In 1980, Smith had the best season of his career, hauling in 47 passes for 825 yards and three touchdowns. He rushed five times for 33 yards. In Super Bowl XV against the Oakland Raiders, Smith caught two passes for 59 yards. In his final season in 1981, Smith made 38 receptions for 564 yards and four touchdowns, along with two rushes for five yards.

Smith caught 218 passes for 3,349 yards and 24 touchdowns in the eight seasons of his career.

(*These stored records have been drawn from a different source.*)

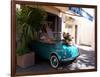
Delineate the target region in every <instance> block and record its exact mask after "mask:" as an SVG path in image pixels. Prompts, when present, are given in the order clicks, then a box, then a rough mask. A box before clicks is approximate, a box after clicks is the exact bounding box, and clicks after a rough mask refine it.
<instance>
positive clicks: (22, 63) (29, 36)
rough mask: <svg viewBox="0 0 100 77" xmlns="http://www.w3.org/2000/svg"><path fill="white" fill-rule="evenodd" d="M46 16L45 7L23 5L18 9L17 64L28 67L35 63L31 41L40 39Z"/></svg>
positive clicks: (17, 29) (16, 39) (16, 15)
mask: <svg viewBox="0 0 100 77" xmlns="http://www.w3.org/2000/svg"><path fill="white" fill-rule="evenodd" d="M45 18H46V13H45V11H44V10H43V9H40V8H38V7H37V8H32V7H29V6H22V7H21V9H20V10H19V9H17V10H16V22H17V23H16V25H17V26H16V42H17V49H16V53H17V65H18V66H21V67H24V68H25V67H28V66H31V65H33V64H34V60H35V59H34V56H35V55H34V52H33V51H32V50H31V43H32V41H33V40H37V39H38V35H37V34H38V32H39V30H40V28H41V26H42V23H43V21H44V20H45Z"/></svg>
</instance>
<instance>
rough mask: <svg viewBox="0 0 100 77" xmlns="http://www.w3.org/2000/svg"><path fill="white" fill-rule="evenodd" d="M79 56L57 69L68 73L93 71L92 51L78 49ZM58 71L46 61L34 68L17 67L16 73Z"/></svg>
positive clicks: (93, 52) (93, 57)
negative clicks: (25, 72) (16, 72)
mask: <svg viewBox="0 0 100 77" xmlns="http://www.w3.org/2000/svg"><path fill="white" fill-rule="evenodd" d="M79 52H80V56H79V57H78V58H77V59H76V60H75V61H74V62H73V63H71V64H64V66H61V67H59V68H58V69H60V70H62V71H69V70H77V69H78V70H79V69H93V68H95V62H94V61H95V57H94V54H95V53H94V51H92V50H83V49H79ZM50 70H51V71H58V70H57V69H56V70H55V69H53V68H52V67H51V66H50V65H49V62H47V61H40V62H39V63H37V64H35V65H34V66H31V67H28V68H20V67H17V70H16V72H17V73H20V72H22V73H23V72H30V71H31V72H34V73H35V72H40V71H42V72H49V71H50Z"/></svg>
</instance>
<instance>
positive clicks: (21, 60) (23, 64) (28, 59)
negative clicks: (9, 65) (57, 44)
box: [17, 52, 35, 68]
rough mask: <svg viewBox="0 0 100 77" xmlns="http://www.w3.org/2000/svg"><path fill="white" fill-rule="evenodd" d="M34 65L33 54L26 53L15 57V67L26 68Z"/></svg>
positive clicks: (34, 54) (17, 55) (33, 55)
mask: <svg viewBox="0 0 100 77" xmlns="http://www.w3.org/2000/svg"><path fill="white" fill-rule="evenodd" d="M34 64H35V53H34V52H31V53H27V54H24V55H22V56H18V55H17V65H18V66H20V67H22V68H26V67H29V66H32V65H34Z"/></svg>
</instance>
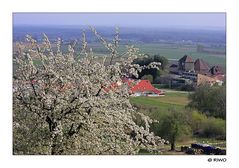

===Boston/New Orleans Breakers===

Smith played for the Boston/New Orleans Breakers of the USFL in 1983 and 1984, before retiring.

==NFL career statistics==

Legend
| Bold | Career high |

=== Regular season ===

| Year | Team | Games |  | Receiving |  |  |  |  |
| GP | GS | Rec | Yds | Avg | Lng | TD |
| 1974 | PHI | 14 | 0 | 1 | 28 | 28.0 | 28 | 0 |
| 1975 | PHI | 14 | 12 | 37 | 515 | 13.9 | 46 | 6 |
| 1976 | PHI | 14 | 14 | 27 | 412 | 15.3 | 48 | 4 |
| 1977 | PHI | 14 | 14 | 33 | 464 | 14.1 | 32 | 4 |
| 1978 | PHI | 14 | 5 | 11 | 142 | 12.9 | 27 | 2 |
| 1979 | PHI | 16 | 12 | 24 | 399 | 16.6 | 39 | 1 |
| 1980 | PHI | 16 | 16 | 47 | 825 | 17.6 | 46 | 3 |
| 1981 | PHI | 16 | 14 | 38 | 564 | 14.8 | 45 | 4 |
|  |  | 118 | 87 | 218 | 3,349 | 15.4 | 48 | 24 |

=== Playoffs ===

| Year | Team | Games |  | Receiving |  |  |  |  |
| GP | GS | Rec | Yds | Avg | Lng | TD |
| 1978 | PHI | 1 | 0 | 7 | 108 | 15.4 | 27 | 0 |
| 1979 | PHI | 2 | 2 | 4 | 57 | 14.3 | 25 | 1 |
| 1980 | PHI | 1 | 0 | 2 | 59 | 29.5 | 43 | 0 |
| 1981 | PHI | 1 | 0 | 2 | 19 | 9.5 | 12 | 0 |
|  |  | 5 | 2 | 15 | 243 | 16.2 | 43 | 1 |

==Coaching career==
From 1985 to 2005, Smith was a high school football head coach in his hometown of Monroe, Louisiana, mostly at Wossman High School. Since 1988, Smith has been Wossman High School's track coach.

==Personal==
Smith is married to his wife, Bernice, and has two sons, Charles, Jr. and Eric, and five grandchildren.